Herausforderung Lärm
Die Bauhaus Universität Weimar beschreibt auf ihrer Website (1) ein Forschungsprojekt zum Thema „Lärm im Krankenhaus“, insbesondere auf Intensivstationen. Die Forscher stellen fest, dass sowohl Patienten wie Personal von lärmbedingtem Stress betroffen sein können. Für die Beschäftigten bedeute das eine starke Beeinträchtigung bei geistigen Tätigkeiten, während bei Patienten der Gesundungsprozess negativ beeinflusst werden könne, was wiederum zu verlängerten Klinikaufenthalten führe. Bei der Einrichtung von Krankenhäusern müssen in unterschiedlicher Abstufung vom Eingangsbereich bis zur Intensivstation gleichzeitig Anforderungen an Hygiene und an Raumakustik erfüllt werden. Diese in Einklang zu bringen ist eine große Herausforderung. Infektionskontrolle, Hygiene und Abwaschbarkeit sind in Kliniken selbstverständliche Standards, die sich vor allem durch die Verwendung glatter Materialien und schallharter Oberflächen erreichen lassen. Diese erzeugen jedoch Nachhalleffekte, die den Raum laut wirken lassen und damit für Patienten und Personal störend sind. Durch sorgfältige und vorausschauende Planung der Räume können akustisch sensible Bereiche von akustisch unproblematischen Bereichen, z. B. durch Zonierung, getrennt werden.
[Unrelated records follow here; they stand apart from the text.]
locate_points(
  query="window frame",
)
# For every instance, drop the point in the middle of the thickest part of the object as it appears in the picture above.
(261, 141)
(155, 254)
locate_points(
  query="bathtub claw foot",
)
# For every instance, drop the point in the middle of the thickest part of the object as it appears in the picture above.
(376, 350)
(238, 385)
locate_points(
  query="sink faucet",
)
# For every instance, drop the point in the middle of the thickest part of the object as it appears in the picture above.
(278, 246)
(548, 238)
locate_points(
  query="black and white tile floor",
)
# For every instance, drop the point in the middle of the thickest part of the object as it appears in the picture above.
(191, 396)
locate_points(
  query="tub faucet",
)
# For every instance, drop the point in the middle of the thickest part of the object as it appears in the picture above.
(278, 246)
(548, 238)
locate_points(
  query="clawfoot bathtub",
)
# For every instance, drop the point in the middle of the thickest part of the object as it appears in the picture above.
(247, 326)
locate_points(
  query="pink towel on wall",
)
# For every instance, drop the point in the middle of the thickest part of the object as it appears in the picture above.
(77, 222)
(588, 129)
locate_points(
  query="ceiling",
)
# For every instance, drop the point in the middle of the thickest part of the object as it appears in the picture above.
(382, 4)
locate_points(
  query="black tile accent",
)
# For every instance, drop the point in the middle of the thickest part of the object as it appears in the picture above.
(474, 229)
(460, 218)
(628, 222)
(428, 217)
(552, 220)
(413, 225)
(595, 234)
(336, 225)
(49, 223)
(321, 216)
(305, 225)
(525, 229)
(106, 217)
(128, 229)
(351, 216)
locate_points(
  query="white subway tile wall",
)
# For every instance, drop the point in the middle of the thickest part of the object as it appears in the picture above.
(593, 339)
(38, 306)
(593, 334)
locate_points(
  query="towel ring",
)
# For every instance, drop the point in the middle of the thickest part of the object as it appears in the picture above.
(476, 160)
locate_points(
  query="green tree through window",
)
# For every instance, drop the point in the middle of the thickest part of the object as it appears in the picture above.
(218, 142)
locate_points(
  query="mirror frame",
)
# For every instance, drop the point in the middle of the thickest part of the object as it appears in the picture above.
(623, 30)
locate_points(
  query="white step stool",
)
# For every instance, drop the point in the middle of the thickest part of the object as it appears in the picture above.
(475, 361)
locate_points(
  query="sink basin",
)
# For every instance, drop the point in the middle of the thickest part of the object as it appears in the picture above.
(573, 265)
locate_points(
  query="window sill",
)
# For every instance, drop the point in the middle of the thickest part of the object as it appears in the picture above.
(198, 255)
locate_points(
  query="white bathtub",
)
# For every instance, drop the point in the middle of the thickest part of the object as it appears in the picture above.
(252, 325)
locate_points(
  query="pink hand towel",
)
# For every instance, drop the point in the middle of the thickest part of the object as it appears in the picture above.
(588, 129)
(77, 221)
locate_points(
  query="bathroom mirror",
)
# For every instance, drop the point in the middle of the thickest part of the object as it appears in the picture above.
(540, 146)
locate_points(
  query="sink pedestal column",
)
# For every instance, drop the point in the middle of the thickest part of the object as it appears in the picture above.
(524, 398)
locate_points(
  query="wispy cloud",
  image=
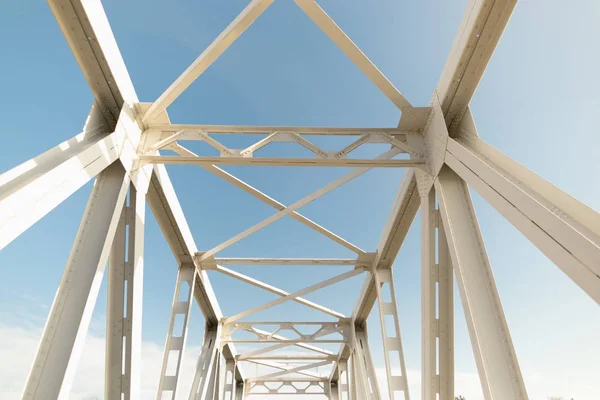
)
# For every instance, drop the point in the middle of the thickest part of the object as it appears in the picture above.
(19, 342)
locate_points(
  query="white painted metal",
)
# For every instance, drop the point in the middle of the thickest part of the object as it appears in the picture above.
(206, 379)
(272, 202)
(323, 21)
(298, 204)
(33, 189)
(229, 382)
(56, 360)
(295, 294)
(287, 342)
(281, 161)
(437, 366)
(477, 37)
(124, 309)
(403, 212)
(88, 33)
(317, 262)
(362, 355)
(190, 132)
(499, 370)
(340, 331)
(273, 289)
(565, 230)
(288, 371)
(212, 52)
(177, 335)
(392, 340)
(344, 384)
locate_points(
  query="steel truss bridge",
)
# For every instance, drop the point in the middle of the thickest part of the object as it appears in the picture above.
(120, 146)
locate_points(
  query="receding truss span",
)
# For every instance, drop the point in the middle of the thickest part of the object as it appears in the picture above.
(124, 145)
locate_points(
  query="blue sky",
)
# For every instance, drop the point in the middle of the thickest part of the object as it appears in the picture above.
(537, 102)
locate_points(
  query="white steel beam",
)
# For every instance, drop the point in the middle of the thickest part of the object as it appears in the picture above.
(565, 230)
(86, 29)
(272, 202)
(176, 339)
(169, 215)
(437, 362)
(362, 355)
(288, 371)
(31, 190)
(208, 56)
(495, 356)
(337, 35)
(298, 204)
(294, 295)
(477, 38)
(277, 291)
(55, 363)
(281, 161)
(403, 213)
(308, 262)
(124, 309)
(282, 367)
(392, 340)
(189, 131)
(229, 381)
(299, 344)
(206, 379)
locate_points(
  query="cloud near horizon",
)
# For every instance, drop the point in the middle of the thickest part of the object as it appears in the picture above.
(19, 344)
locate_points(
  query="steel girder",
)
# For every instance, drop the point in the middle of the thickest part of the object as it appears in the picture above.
(120, 146)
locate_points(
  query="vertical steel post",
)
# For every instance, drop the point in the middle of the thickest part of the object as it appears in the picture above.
(124, 309)
(392, 341)
(177, 333)
(436, 306)
(56, 360)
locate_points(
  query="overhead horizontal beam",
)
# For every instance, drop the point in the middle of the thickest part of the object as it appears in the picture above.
(86, 28)
(287, 261)
(295, 206)
(292, 357)
(31, 190)
(272, 202)
(277, 291)
(289, 371)
(281, 367)
(282, 162)
(188, 130)
(294, 295)
(351, 50)
(291, 341)
(208, 56)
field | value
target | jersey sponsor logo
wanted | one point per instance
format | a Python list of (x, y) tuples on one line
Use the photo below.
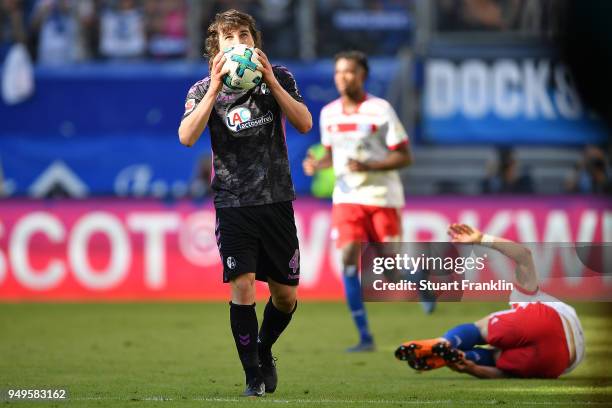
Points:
[(352, 127), (240, 118), (294, 265), (189, 105)]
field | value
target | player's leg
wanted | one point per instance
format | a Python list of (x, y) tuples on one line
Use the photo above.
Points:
[(352, 291), (387, 227), (237, 242), (277, 315), (449, 346), (351, 225)]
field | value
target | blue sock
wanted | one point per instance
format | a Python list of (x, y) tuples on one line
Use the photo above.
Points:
[(481, 356), (464, 336), (352, 289)]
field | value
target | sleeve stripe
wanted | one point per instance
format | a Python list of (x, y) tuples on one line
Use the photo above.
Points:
[(397, 146)]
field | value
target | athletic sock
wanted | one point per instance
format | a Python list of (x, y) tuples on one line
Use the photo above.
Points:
[(243, 320), (352, 289), (481, 356), (464, 336), (274, 323)]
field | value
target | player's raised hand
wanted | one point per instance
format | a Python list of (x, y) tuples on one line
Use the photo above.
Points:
[(463, 233), (265, 67), (217, 71), (309, 164)]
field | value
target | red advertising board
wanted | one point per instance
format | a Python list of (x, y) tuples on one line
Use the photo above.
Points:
[(148, 250)]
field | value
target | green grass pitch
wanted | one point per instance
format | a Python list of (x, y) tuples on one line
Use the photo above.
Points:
[(181, 354)]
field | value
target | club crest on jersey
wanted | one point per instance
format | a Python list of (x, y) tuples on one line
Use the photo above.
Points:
[(189, 105), (240, 118)]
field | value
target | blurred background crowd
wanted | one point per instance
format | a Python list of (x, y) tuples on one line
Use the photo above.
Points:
[(68, 31), (462, 152)]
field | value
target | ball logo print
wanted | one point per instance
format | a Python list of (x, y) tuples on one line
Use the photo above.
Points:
[(231, 262), (243, 67)]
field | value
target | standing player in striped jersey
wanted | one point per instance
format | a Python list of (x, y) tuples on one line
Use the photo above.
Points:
[(368, 145)]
Spezielle Decken- und Wandelemente erfüllen sowohl hygienische wie auch raumakustische Anforderungen.
Verweildauer und Komfortanspruch entscheiden
Eine gute Orientierung für die Raumakustik bietet die deutsche Norm DIN 18041 „Hörsamkeit in Räumen – Anforderungen, Empfehlungen und Hinweise für die Planung“. Räume in Gesundheitseinrichtungen sind in Raumgruppe B (Hörsamkeit über geringe Entfernung) gemäß DIN 18041 eingeordnet, je nach Raumtyp verteilen sich die Einstufungen auf die Raumgruppen B2 bis B5. Für nahezu alle Arten von Räumen in Gesundheitseinrichtungen sind nach DIN 18041 raumakustische Maßnahmen vorgesehen. Die notwendigen Maßnahmen sollen eine nutzungsabhängige Senkung des mittleren Geräuschpegels im Raum und eine Begrenzung der Halligkeit erreichen. Generell richten sich die notwendigen Maßnahmen (nachstehend für eine Raumhöhe von 2,5 m) aber nach der Verweildauer und dem Anspruch an Raumkomfort. Zur Beschreibung der raumakustischen Gegebenheiten wird als Orientierungswert das sogenannte A/V- Verhältnis verwendet: also im Verhältnis zum Raumvolumen V ein Mindestmaß an notwendigen absorbierenden Flächen, technisch gesprochen die äquivalente Schallabsorptionsfläche A. Im Vergleich zu Räumen mit kurzer Verweildauer (RG B2, A/V ≥ 0,15) sind für besondere Anforderungen an den Raumkomfort (RG B5, A/V ≥ 0,30) die doppelte Menge an akustisch wirksamer Fläche zu belegen. Personen im Raum bleiben unberücksichtigt.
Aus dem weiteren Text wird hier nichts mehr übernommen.